And low-level persistance absolutely leads to resistance, because if your goat has low levels of moxidectin running through it's veins for months, it's only killing the most susceptible worms you have.. That, of course, leaves the more resistant worms behind to continue contaminating the pasture.

Not great.

BTW...you mention winter freezes...I've been doing a lot of studying up lately on barberpoles over the past several months, and what I'm finding is that if there's any ***** at all in the barberpole's armor, it would seem to be their relative inefficiency at overwintering as eggs/larvae on pasture. Time and again, I've read that barberpoles primarily overwinter in the host animal, and that the threat of early Spring pasture contamination is negligable....that it's really nothing to be concerned with.
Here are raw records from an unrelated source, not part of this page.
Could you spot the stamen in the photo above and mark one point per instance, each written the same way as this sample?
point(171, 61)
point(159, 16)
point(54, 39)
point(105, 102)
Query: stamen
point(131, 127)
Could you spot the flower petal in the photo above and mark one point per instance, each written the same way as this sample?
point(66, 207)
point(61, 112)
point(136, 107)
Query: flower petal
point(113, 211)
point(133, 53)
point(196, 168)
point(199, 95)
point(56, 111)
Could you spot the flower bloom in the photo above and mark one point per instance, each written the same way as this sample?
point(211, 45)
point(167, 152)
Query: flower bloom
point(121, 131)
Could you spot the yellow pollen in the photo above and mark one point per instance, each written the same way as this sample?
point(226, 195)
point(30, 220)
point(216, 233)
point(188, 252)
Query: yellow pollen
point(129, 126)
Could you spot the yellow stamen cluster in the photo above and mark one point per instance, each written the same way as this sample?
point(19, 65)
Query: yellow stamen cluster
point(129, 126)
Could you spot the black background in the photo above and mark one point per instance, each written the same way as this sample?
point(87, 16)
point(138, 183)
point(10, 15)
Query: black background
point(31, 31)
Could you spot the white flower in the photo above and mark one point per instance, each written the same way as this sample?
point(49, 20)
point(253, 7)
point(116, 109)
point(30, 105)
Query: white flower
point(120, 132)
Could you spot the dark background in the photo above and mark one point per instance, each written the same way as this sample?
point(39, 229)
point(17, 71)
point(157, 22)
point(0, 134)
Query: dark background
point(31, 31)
I believe it's true, considering the barberpole is far more prone to go into hypobiosis than any other worm.. Worms which, incidentally, are generally considered to be better at overwintering on pasture. 

Think about that this winter as you stand in the freezing cold, looking over your herd...if my thinking is correct, it would mean that virtually 100% of the barberpole worms ON YOUR WHOLE PROPERTY are hiding right under your nose...right there inside the animals themselves..

If you're like me, that might put you in a mind of stumbling upon a nest covered with wasps on a 40-degree early Spring evening...they're not hurting anything at that particular moment in time, but you know they'll be a huge pain come summer. And there they are...just sitting there...vulnerable...waiting to be decimated.

Think about it..


----------



## DPW (Mar 13, 2010)

Sent an e-mail to Steve Hart at Langston University. Also a member of SCSRPC. Asked when they made a recommendation of injecting Cydectin for parasite control in goats. Here is a small portion of his reply.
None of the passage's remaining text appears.